I will be seeing Brad and Mark on April 11-12 at this event. It is not a public event, but I will have a bit of time off from the conference. If you are in the Kansas City area and want to try to arrange to meet at some point, leave a comment.

8 thoughts on “Sentences to Ponder

  1. “People slaughtered each other over power: who gets to be top dog, and to command the material resources of society. But only in the twentieth century have people killed each other on a large scale in disputes over the economic organization of society.”

    IMHO DeLong self-contradicts. Fights over ‘who gets to be top dog and command the material resources of society’, and fights over the ‘economic organization of society’ are in effect fights over the same exact thing.

    • Well, to some degree, I think that’s true, but no entirely. In the past, there was little question about how society would be organized: there’d be a monarch of some sort, and he’d have a small group of allies (ie, nobles or aristocrats or whatever you want to call them) who competed with each other for status and for a bigger share of economic resources (ie, greater control of Acemoglu’s extractive institutions).

      In the 20th Century, that was not true. Democracy made possible a wider array of political organizations and permutations thereof, as well as giving everyone in society a stake in what model was actually chosen. IE, if you’re a serf, you don’t care if England is run by King Charles or Oliver Cromwell; your lot in life is the same, either way. If you’re a factory worker, it matters a great deal to you whether England is run by the Labour Party or the Tories. The result was some pretty ferocious battles.

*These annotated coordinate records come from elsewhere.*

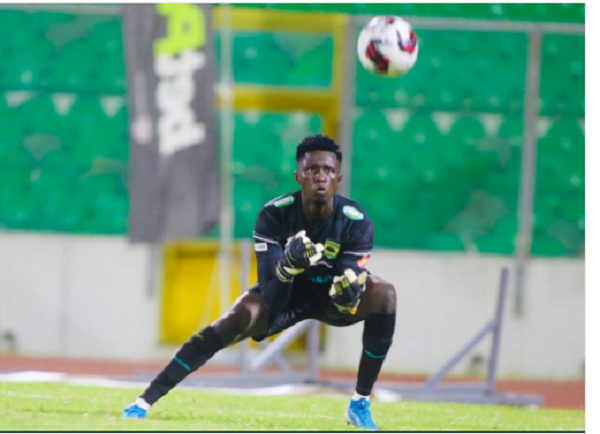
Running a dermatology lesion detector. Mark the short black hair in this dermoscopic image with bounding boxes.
[296,134,342,163]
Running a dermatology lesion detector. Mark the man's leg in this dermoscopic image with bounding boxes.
[346,276,396,429]
[123,291,268,417]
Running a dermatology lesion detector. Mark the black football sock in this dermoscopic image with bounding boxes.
[356,312,396,396]
[141,326,224,405]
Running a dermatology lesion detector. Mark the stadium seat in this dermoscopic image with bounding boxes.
[48,39,99,92]
[18,93,74,141]
[540,34,585,116]
[0,39,54,90]
[89,20,123,57]
[352,110,391,147]
[447,115,486,148]
[275,34,333,88]
[232,32,292,85]
[426,233,465,252]
[92,52,127,95]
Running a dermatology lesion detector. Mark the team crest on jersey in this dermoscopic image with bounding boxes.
[342,205,365,220]
[323,238,340,259]
[273,196,294,208]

      Interestingly, though, WWI, one of the bloodiest looks like an old timey 17th century elite vs. elite. What did any middle class British, French or German citizen care what was going on in Belgrade or whatever? What’s one Archduke, or more or less?

  2. DeLong’s passage comes across to me as disingenuous, dumb, or both. Certainly it appears to come from someone who ignores, or is incapable of seeing anything on the freedom-coercion axis. Viewed on that axis, the 20th century bloodbath could as well be explained as a struggle over freedom vs. statism(though, to the point of another commenter, much of it could be viewed as ‘tyrant vs. tyrant)’. A significant sphere of human actions within any society will obviously be characterized as ‘economic’. The model of ‘economic organization’ one gets will largely be determined by how ‘free’ the society is – it is not an ‘independent variable’, so to speak. How convenient for a statist like DeLong to take the view(as I infer is implied from his passage) that it is.

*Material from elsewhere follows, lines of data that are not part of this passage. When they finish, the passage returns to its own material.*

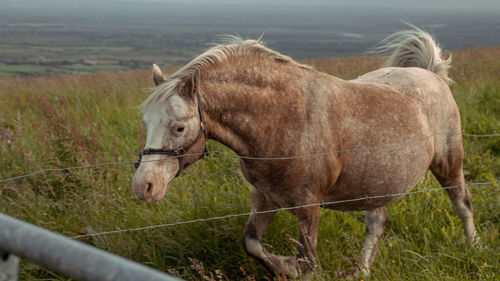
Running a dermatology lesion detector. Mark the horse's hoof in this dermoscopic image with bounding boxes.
[335,266,370,281]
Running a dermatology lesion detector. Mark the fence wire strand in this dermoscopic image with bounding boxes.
[71,180,500,239]
[0,132,500,184]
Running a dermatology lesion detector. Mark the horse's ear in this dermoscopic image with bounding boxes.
[183,69,200,98]
[153,64,165,86]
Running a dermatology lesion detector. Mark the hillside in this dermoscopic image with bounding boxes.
[0,47,500,280]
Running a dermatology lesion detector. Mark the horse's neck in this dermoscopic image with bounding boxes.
[202,60,305,156]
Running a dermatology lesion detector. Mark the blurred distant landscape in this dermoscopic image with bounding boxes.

  3. The stated reasons for going to war and slaughtering others isn’t always the reason for why wars are fought.

    In the Ascent of Money an argument is put forth that the Crusades were pursued because the Middle East had all of the silver. Religion was just an excuse.

    Some other counter arguments – isn’t capitalism/communism just another religious battle? Aren’t the proxy wars (Korea, Vietnam) really about power? We justify conflict around those things that make us different, but the battles are still against others with power.

    Have we reversed course by fighting wars over religion in Iraq and Afghanistan? Or the power battle has shifted so we needed a new excuse?

  4. Wars are fought over ideology/worldviews. Is there really any difference between a nanny state progressive and a blood thirsty 17th century Calvinist.

    Religious movements have just morphed/evolved into political movements.

  5. I don’t think the premise of DeLong’s comment is true. It seems to me that the U.S. Civil war was a fight over an economic system (slavery), even though much of the opposition to slavery was pitched in religious terms. The Pellopenesian War was about who would be top dog (Sparta or Athens), but the conflict was rooted in the Spartans’ fear of Athenian economic prosperity leading to their dominance. Wasn’t the Boxer Rebellion fought over the opium trade? I’m sure someone with more knowledge of past wars and their causes than I could rattle off a string of pre-20th century wars with an economic basis. Also, plenty of 20th century wars were about things other than economic ideologies. WWI and II were both power and land grabs by Germany, pure and simple. Even some of the wars supposedly about economic ideology were really just land/power grabs, such as the Korean war.